I’m sure Inditex doesn’t pay more than it needs
to for its locally-produced garments, or for its air freight, and gets a great
deal when building its offices and warehouses. However I don’t believe it
spend much time considering moving back to designing a year ahead of sales and
ordering all its stock 6 months before the sales season, just to lower its unit
item price.
Fast Fashion doesn’t just rely on traditional
suppliers. It needs suppliers who are flexible and adaptable and can
produce small batches quickly and cost-effectively. This is quite
possible, but not if the manufacturer has a traditional (large order well in
advance) mindset. I would be surprised if Zara, like Toyota, has not
helped their suppliers to improve during its journey – there is no way they
could have grown if manufacturers had said “Sorry, 4 months lead time is the
best we can do”.
The bottom line
·
Procurement should be all about aligning your supply base to your
organisation’s objectives.
·
If you don’t know how your business makes money, or your public-sector
employer delivers service, then how do you know what a good supplier and a good
deal looks like?
·
If you only focus on paying the least amount for the service/goods
specified, then don’t complain about “procurement not being respected in this
business”
·
If you cant find the suppliers you need today, develop them tomorrow.

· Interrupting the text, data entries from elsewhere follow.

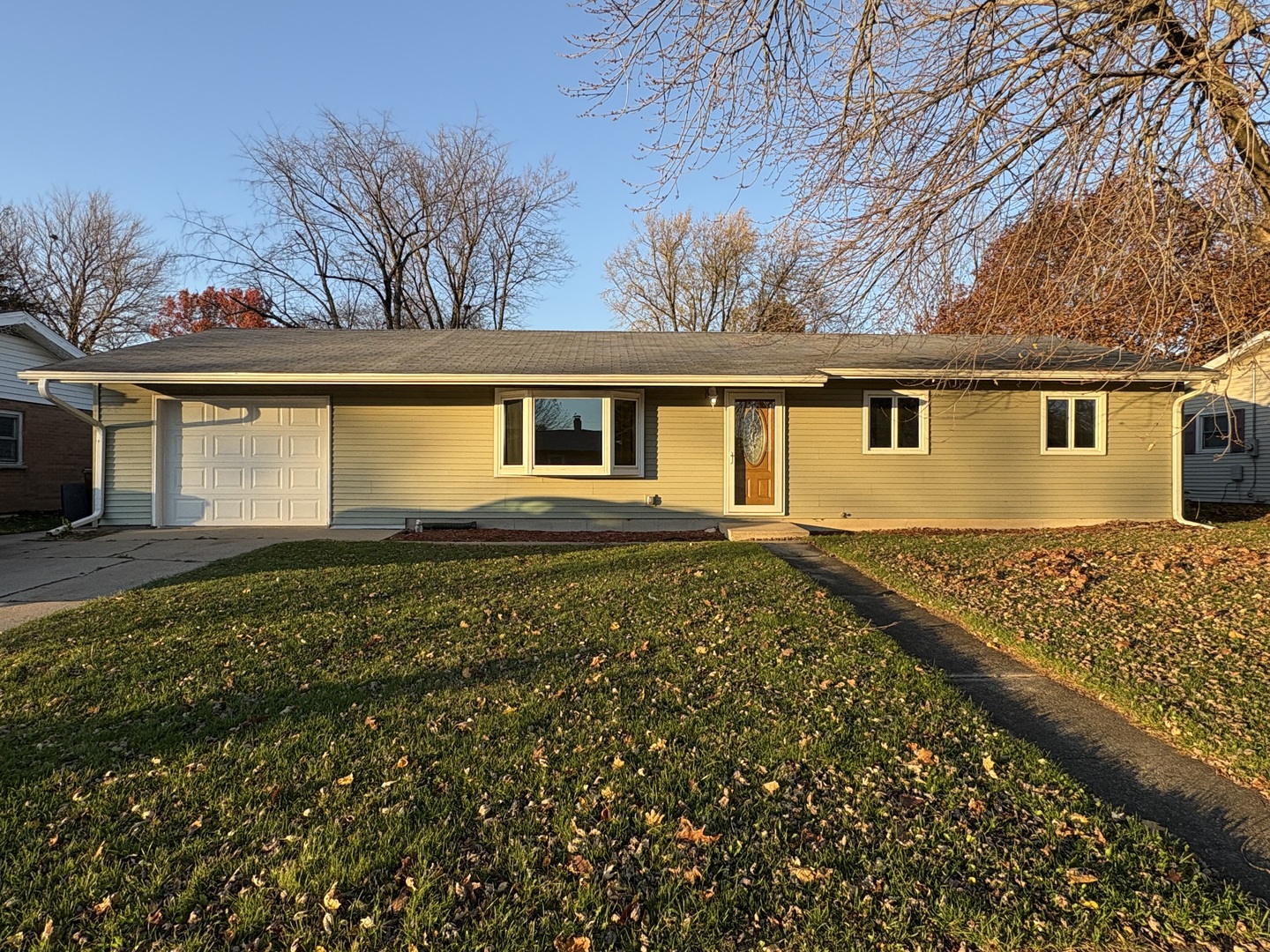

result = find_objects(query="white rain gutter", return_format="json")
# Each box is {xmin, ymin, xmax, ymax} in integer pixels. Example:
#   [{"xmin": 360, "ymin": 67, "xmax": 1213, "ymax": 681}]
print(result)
[
  {"xmin": 1172, "ymin": 392, "xmax": 1217, "ymax": 529},
  {"xmin": 38, "ymin": 377, "xmax": 106, "ymax": 532}
]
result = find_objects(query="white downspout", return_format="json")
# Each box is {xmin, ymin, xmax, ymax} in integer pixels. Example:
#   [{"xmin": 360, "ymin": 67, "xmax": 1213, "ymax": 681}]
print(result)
[
  {"xmin": 1172, "ymin": 392, "xmax": 1217, "ymax": 529},
  {"xmin": 38, "ymin": 377, "xmax": 106, "ymax": 532}
]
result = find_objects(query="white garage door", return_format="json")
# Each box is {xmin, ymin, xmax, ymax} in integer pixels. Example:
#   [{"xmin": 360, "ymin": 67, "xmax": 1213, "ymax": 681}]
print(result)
[{"xmin": 162, "ymin": 400, "xmax": 330, "ymax": 525}]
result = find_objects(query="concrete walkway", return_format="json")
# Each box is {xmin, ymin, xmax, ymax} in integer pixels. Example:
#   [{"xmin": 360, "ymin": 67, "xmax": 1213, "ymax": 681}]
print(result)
[
  {"xmin": 0, "ymin": 528, "xmax": 392, "ymax": 631},
  {"xmin": 766, "ymin": 542, "xmax": 1270, "ymax": 901}
]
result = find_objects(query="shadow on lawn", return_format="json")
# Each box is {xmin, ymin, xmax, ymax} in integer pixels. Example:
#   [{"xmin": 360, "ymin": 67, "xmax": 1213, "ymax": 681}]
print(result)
[
  {"xmin": 141, "ymin": 539, "xmax": 624, "ymax": 589},
  {"xmin": 0, "ymin": 651, "xmax": 574, "ymax": 790},
  {"xmin": 766, "ymin": 543, "xmax": 1270, "ymax": 901}
]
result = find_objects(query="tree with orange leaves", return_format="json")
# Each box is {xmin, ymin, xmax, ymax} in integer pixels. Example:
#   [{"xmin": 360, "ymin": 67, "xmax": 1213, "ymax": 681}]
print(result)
[{"xmin": 150, "ymin": 286, "xmax": 272, "ymax": 338}]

You wont become a great business just by buying what suppliers happen to offer
to the market – no matter how low a price you can get!
·
Save on advertising by being good, not by squeezing marketing agencies
rates. Zara doesn’t need to spend much on advertising, maybe because it
spends more on air freight and local manufacturers….Now how do you put
that into a savings report and get it past the CFO?
Footnotes:
·
I cant claim that purchasing alone is responsible for this difference, but
I think it is a great illustrative case of how great companies have better
supply chains – not just the cheapest suppliers.
·
More recently Zara has gone a step further with many ranges. They
don’t even replenish fast movers – once its sold its gone. This creates a
customer buzz and pressure to buy now. It still relies on it being able
to make very short production runs very quickly at good margin, replacing
fast-movers with a new range rather than restocking
·
It is reported Zara can get garments made popular by celebrities into
stores within weeks – their fast supply chain means the cost of failure is low,
junior designers can easily try ideas and there is no need for time-consuming
senior-level committees and approvals. Madonna wears a great top on tour
– you can buy something similar in 5 weeks. The Economist
reported, “When Spain’s Crown Prince Felipe and Letizia Ortiz Rocasolano
announced their engagement in 2003, the bride-to-be wore a stylish white
trouser suit—which raised some eyebrows among those concerned with royal
protocol. But within a few weeks, hundreds of European women were wearing
similar outfits”—designed, made, distributed, and sold by Zara.
·
In March 2013 Forbes magazine reported Amancio Ortega,
Inditex’s founder is now the world’s third richest person, just
ahead of Warren Buffet. His ex-wife Rosalia Mera, who recently died, was
reportedly the world’s richest self-made woman.
·
I went into a large city-centre M&S store last Christmas when I was in
the UK. The high piles of goods just looked depressing – they must have
had the whole season’s forecast sales out on the floor. All that effort
(and cost?) to design great looking packaging undone by poor point-of-sales
display. It looked like a pile-it-high-sell-it-cheap store. I
suspected someone thought it would be better, and costs would be lower, to
have a single delivery and order in bulk. I didn’t spend much – I just
wanted to get out. I’ve checked other stores too – they all seem the
same.
·
As a Brit I love the idea of M&S, and wish them every success. If
you read this and know someone who works there, please send them a link to this
article, or suggest they buy a copy of Eli Goldratt’s book “Isnt In Obvious“, which will show them how to run a fast
retail or distribution supply chain – better than just copying Zara
without understanding the fundamentals.